Similarly Democratic Rep. Joe Negues summed things up last month afternoon at the North Boulder Recreation Center, as he checked out a pair of charging stations being used by the city in a pilot program to see how Boulder could maximize power generation across its region. Is. grid.
Congressman also took the opportunity to tout President Joe Biden’s nearly $2 trillion Build Back Better bill, which would fund major climate change initiatives and provide tax credits to encourage Americans to buy electric vehicles. Negues said the bill will do more to promote EV adoption than the recently enacted infrastructure bill.
“There are more muscular investments in the Build Back Better Bill,” Negues said. “It’s a once in a generation moment and I’m definitely going to be all hands on deck for this.”
But the legislation, a hallmark of Biden’s progressive ambitions, is barely clinging to life after Democratic US Sen. Joe Manchin made statements in late December that he could not endorse it in writing.
Will Toor, executive director of the Colorado Office of Energy, said the market is not waiting for federal action, as battery technology continues to improve and threats from climate change speak out.
“Over the past few months, we’ve seen sales (of electric vehicles) skyrocket in Colorado,” Toor said. “We’re coming into a world where sales are four times what they were four years ago.”
In Colorado, EVs accounted for 2.6% of all newly registered vehicles in the state as recently as 2018. According to the Colorado Energy Office, the share claimed by EVs increased from 7.5% in September to 9.6% in October and to 10.8% in November.
Colorado November 2021 numbers up 10.8 percent
— Will Toor (@WillToor) December 9, 2021
As of December 1, there were just over 47,000 electric vehicles registered in the state (about 42% of them were Teslas), according to data from the Colorado Energy Office. State planners project nearly one million EVs on Colorado roads before 2030, counting on the 2025 tipping point when battery improvements are expected to bring price parity with gasoline-combustion cars.
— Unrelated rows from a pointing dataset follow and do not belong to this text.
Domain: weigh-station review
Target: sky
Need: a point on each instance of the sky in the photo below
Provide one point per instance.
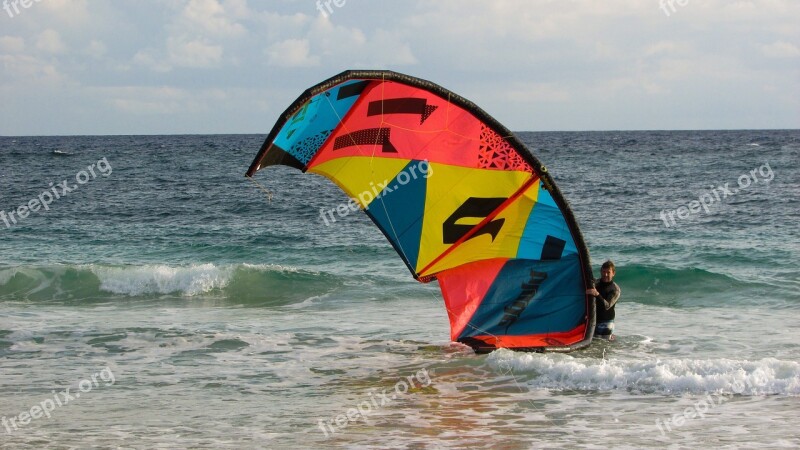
(94, 67)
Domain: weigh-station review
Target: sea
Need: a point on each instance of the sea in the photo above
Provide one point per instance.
(152, 296)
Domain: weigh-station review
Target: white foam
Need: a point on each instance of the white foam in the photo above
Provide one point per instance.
(160, 279)
(566, 372)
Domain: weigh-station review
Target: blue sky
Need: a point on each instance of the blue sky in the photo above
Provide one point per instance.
(231, 66)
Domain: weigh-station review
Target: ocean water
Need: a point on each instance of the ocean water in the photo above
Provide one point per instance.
(165, 301)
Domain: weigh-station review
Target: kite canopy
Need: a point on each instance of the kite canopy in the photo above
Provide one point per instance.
(459, 197)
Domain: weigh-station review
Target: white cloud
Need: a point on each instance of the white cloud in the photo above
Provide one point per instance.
(210, 17)
(195, 53)
(291, 53)
(163, 100)
(96, 49)
(781, 49)
(11, 44)
(49, 41)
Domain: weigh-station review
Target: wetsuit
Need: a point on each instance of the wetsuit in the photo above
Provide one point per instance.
(609, 294)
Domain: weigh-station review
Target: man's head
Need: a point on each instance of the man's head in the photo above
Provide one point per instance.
(607, 271)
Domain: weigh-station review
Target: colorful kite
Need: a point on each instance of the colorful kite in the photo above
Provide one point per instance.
(459, 197)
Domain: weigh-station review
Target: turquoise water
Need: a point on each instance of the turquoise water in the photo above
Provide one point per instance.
(231, 321)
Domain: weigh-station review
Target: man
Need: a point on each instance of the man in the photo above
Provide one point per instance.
(606, 293)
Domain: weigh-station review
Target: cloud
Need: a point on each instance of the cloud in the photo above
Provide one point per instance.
(291, 53)
(211, 18)
(194, 53)
(781, 49)
(11, 44)
(161, 100)
(49, 41)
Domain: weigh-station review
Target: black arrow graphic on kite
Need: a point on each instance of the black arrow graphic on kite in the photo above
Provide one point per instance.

That means Colorado has a long way to go in increasing its share of EVs criss-crossing state highways, but Toor said a potential game-changer is the growing number of electric trucks, SUVs and crossover vehicles in 2022. Introducing Numbers – Sweet Place for the Automotive Industry.
New electric SUVs and trucks from Ford, Nissan, Kia, Rivian and BMW are expected to hit showrooms this year.
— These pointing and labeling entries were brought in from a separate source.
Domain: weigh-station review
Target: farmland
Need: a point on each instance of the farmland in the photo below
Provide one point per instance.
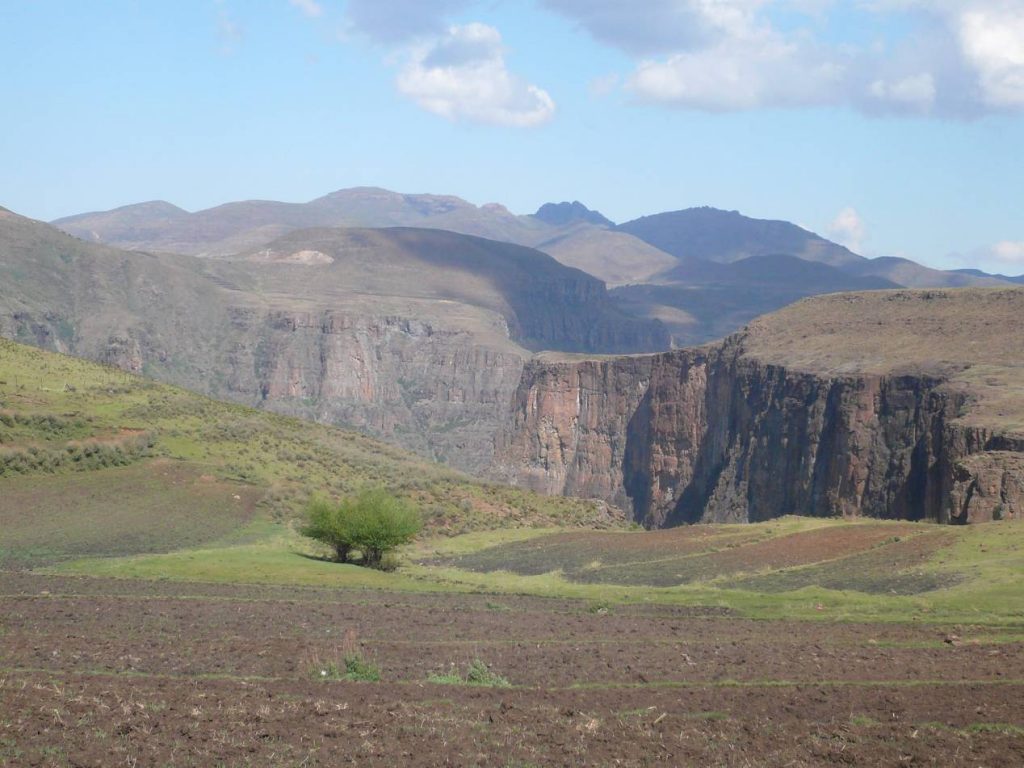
(157, 607)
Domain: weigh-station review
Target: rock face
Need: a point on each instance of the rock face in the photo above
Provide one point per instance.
(435, 390)
(719, 434)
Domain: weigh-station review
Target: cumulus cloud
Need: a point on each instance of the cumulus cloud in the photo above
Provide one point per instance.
(1010, 253)
(938, 57)
(848, 228)
(463, 76)
(992, 39)
(401, 20)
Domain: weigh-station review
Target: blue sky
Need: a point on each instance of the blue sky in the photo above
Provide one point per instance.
(894, 126)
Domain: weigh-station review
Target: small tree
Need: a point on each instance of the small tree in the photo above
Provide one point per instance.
(330, 523)
(380, 523)
(374, 522)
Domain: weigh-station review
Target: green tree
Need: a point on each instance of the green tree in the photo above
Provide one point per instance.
(375, 522)
(330, 523)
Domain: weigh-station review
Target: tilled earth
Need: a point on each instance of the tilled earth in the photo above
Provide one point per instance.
(103, 673)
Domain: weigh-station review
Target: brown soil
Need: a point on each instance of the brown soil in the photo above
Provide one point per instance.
(99, 673)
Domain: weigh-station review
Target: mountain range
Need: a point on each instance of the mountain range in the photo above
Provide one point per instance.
(674, 267)
(495, 357)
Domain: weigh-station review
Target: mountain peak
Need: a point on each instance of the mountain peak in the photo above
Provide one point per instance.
(560, 214)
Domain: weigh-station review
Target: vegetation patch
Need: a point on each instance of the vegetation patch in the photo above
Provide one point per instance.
(477, 673)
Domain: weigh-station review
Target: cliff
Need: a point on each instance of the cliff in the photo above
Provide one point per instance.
(900, 404)
(415, 336)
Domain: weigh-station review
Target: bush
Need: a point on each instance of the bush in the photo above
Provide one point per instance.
(477, 674)
(375, 522)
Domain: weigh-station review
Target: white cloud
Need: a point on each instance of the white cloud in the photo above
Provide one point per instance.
(310, 7)
(931, 57)
(1009, 252)
(228, 31)
(916, 91)
(463, 76)
(848, 228)
(992, 39)
(392, 22)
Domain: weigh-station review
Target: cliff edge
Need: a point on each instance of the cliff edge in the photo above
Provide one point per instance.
(892, 403)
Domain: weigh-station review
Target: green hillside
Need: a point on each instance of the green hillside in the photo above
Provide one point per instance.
(94, 461)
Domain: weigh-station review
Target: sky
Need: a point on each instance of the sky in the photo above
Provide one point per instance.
(893, 126)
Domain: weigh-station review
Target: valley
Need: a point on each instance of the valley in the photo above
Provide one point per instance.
(158, 606)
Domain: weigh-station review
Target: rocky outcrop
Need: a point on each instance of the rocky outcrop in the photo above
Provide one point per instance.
(718, 435)
(431, 389)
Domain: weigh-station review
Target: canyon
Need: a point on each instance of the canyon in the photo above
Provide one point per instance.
(894, 404)
(495, 358)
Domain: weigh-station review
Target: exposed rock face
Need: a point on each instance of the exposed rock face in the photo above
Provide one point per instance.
(434, 390)
(720, 435)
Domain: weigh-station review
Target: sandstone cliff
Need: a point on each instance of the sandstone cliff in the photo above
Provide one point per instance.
(902, 404)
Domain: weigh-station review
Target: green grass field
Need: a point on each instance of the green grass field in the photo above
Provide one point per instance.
(107, 474)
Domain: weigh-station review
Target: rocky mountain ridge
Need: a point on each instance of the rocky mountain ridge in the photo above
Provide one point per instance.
(767, 423)
(415, 336)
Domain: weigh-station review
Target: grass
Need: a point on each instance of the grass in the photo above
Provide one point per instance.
(65, 421)
(477, 674)
(984, 559)
(211, 495)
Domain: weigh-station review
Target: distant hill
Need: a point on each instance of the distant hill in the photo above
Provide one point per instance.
(674, 266)
(415, 335)
(99, 463)
(727, 236)
(580, 238)
(708, 300)
(979, 273)
(911, 274)
(560, 214)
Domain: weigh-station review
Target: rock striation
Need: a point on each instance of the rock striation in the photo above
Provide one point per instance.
(743, 431)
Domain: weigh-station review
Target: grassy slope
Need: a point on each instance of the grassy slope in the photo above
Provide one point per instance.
(966, 335)
(119, 476)
(95, 461)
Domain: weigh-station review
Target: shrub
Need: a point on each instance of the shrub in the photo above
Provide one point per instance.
(375, 522)
(477, 674)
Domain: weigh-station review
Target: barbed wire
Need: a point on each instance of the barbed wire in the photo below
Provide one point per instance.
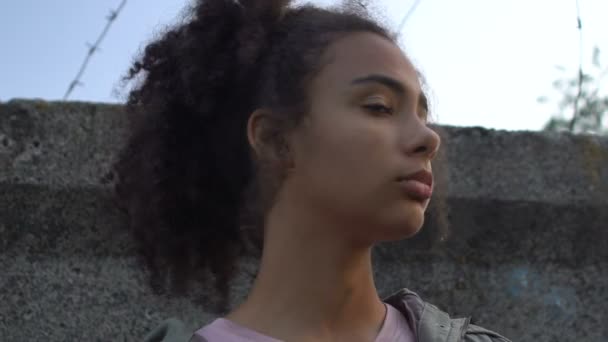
(94, 48)
(579, 93)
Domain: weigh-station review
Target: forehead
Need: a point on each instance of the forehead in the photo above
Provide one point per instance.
(361, 54)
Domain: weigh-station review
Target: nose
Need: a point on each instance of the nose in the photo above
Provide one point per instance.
(424, 142)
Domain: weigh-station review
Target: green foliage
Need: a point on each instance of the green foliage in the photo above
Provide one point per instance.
(581, 108)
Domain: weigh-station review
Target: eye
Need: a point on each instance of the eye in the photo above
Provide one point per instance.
(378, 108)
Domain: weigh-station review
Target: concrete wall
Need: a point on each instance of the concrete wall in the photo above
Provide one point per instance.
(527, 253)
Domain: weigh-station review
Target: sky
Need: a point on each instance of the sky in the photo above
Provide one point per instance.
(486, 62)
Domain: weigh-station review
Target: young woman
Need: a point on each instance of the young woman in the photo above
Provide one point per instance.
(304, 127)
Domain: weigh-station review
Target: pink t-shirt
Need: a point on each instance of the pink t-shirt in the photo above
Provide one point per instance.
(394, 329)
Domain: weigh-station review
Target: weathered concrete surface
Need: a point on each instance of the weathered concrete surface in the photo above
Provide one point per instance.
(527, 253)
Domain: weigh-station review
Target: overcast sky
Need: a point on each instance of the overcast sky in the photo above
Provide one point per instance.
(486, 61)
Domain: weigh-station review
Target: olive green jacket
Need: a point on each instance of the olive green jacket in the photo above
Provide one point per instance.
(428, 322)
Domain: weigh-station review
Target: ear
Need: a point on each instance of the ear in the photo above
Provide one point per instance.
(266, 136)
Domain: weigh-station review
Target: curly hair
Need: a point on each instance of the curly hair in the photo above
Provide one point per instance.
(186, 176)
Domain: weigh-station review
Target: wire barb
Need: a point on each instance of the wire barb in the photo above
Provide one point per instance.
(94, 48)
(581, 75)
(408, 15)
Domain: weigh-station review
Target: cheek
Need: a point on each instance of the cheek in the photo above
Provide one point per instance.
(348, 159)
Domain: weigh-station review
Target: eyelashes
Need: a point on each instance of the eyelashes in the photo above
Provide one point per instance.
(378, 108)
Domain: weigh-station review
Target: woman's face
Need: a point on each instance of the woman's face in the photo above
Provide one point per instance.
(365, 132)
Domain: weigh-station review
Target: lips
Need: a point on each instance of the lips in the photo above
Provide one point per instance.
(418, 185)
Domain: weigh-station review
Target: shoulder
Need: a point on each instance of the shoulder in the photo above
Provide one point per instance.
(475, 333)
(171, 330)
(432, 324)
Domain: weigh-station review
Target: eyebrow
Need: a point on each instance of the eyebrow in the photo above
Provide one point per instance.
(393, 84)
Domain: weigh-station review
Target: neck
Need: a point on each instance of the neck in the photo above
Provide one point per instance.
(312, 283)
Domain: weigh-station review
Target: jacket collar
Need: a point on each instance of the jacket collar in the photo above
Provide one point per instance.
(428, 322)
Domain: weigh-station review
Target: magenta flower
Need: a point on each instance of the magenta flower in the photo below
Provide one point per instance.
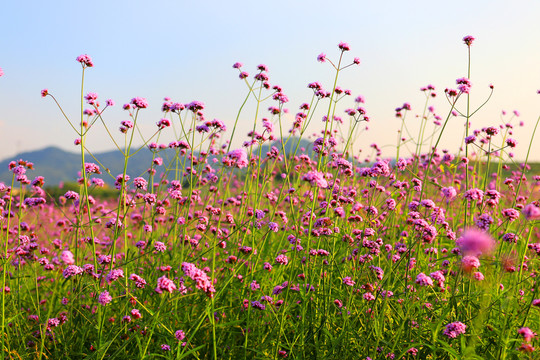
(531, 212)
(85, 60)
(527, 333)
(180, 335)
(316, 178)
(282, 259)
(72, 270)
(424, 280)
(468, 40)
(470, 263)
(454, 329)
(343, 46)
(67, 257)
(202, 280)
(475, 242)
(139, 103)
(165, 284)
(104, 298)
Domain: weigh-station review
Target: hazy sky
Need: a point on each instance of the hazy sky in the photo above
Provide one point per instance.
(185, 50)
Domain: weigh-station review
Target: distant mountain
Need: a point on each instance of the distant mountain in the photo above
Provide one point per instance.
(57, 165)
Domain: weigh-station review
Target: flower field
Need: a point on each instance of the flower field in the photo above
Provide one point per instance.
(283, 246)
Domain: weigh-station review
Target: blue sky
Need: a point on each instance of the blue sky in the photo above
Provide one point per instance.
(185, 50)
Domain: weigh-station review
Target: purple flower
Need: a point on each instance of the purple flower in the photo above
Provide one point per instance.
(454, 329)
(114, 275)
(139, 103)
(165, 284)
(475, 242)
(257, 305)
(67, 257)
(71, 271)
(469, 263)
(424, 280)
(139, 281)
(104, 298)
(531, 212)
(180, 335)
(202, 280)
(159, 246)
(237, 157)
(344, 46)
(85, 60)
(282, 259)
(468, 40)
(316, 178)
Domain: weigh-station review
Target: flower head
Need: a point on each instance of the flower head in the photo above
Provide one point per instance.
(454, 329)
(343, 46)
(85, 60)
(475, 242)
(468, 40)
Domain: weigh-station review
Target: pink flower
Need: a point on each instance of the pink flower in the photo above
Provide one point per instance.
(165, 284)
(282, 259)
(316, 178)
(478, 276)
(454, 329)
(343, 46)
(424, 280)
(236, 157)
(469, 263)
(527, 333)
(139, 102)
(67, 257)
(180, 335)
(202, 280)
(85, 60)
(475, 242)
(71, 271)
(104, 298)
(531, 212)
(468, 40)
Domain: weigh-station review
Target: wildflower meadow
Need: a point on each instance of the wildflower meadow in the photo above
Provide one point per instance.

“EVs are going to get cheaper as manufacturing ramps up,” said Travis Madsen, transportation project director for the Boulder-based Southwest Energy Efficiency Project.
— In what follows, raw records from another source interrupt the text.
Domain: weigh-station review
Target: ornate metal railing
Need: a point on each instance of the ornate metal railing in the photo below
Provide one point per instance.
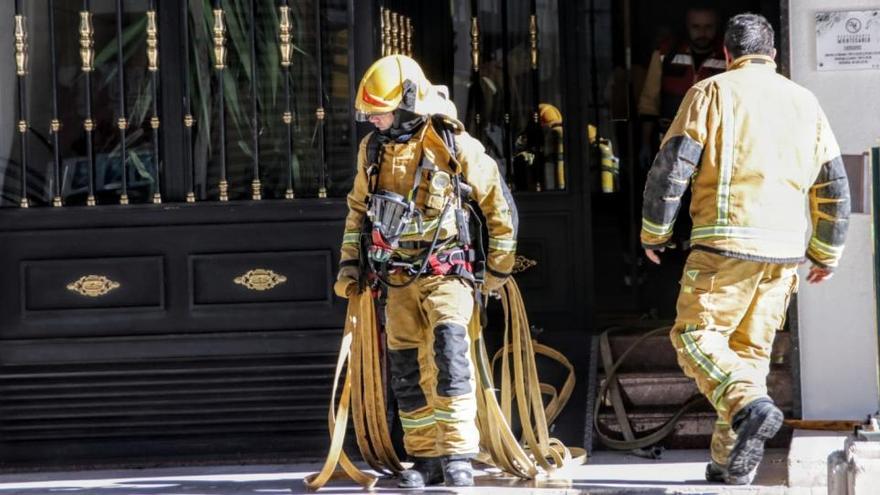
(116, 157)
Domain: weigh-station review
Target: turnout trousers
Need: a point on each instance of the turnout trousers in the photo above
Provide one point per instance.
(432, 372)
(728, 313)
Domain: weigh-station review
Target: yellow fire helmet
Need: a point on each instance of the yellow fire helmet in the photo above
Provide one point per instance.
(397, 81)
(549, 115)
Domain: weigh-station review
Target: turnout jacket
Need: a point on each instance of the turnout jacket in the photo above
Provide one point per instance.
(400, 161)
(753, 145)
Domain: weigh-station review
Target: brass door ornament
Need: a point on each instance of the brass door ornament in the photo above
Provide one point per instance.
(260, 279)
(522, 264)
(93, 286)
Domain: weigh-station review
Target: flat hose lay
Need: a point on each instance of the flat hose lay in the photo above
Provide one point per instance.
(363, 398)
(643, 446)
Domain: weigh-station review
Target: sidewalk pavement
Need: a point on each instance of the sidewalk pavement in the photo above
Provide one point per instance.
(607, 473)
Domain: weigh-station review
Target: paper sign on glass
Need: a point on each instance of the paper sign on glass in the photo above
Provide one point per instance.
(848, 40)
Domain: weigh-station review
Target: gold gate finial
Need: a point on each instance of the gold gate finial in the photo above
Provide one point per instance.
(284, 36)
(533, 39)
(86, 41)
(219, 40)
(152, 42)
(21, 48)
(475, 44)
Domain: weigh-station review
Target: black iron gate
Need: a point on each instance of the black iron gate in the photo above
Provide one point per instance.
(172, 203)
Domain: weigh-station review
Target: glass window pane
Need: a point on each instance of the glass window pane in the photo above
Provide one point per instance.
(277, 90)
(507, 88)
(70, 93)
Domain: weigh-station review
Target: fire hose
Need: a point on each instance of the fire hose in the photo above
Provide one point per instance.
(363, 399)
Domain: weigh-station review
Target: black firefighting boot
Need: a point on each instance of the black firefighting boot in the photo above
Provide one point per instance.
(754, 424)
(457, 471)
(425, 471)
(715, 473)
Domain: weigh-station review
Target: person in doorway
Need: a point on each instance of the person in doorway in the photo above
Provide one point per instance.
(407, 233)
(676, 65)
(753, 145)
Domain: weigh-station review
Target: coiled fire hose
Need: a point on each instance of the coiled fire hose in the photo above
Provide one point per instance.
(363, 398)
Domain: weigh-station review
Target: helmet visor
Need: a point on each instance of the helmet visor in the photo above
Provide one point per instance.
(360, 116)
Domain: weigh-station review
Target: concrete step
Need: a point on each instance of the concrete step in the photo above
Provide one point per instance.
(694, 430)
(657, 353)
(659, 389)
And because electric vehicles are much cheaper to power and maintain in the long run, Madsen said the savings could be “billions of dollars” with a largely electrified vehicle fleet nationwide.
The $57 million coming to Colorado from November’s infrastructure bill for charging systems and equipment should help ease “range anxiety,” in the event motorists find it difficult to find charging stations to juice up their EVs. There is a fear of running out of battery power before it is enabled.
In December, the White House announced an EV charging action plan that would work toward establishing a network of 500,000 chargers across the country. Additionally, the infrastructure bill calls for the Department of Energy and the Department of Transportation to establish a joint Office of Energy and Transportation that focuses on deploying EV infrastructure across the country.
Madsen said recent local laws and policies promoting the EV industry will help Colorado establish itself even more firmly in the region.
A 2019 ruling from Colorado air commissioners adopting a zero-emissions standard requires that at least 5% of automakers’ vehicles available for sale by 2023 be electric, passed by state lawmakers last summer. That combined with the $5.4 billion law would impose $734 million. EV acceptance in Colorado will get an additional boost, Madsen said.
“There’s a lot of momentum behind EVs,” he said. “This puts Colorado at the top of the states for EV adoption.”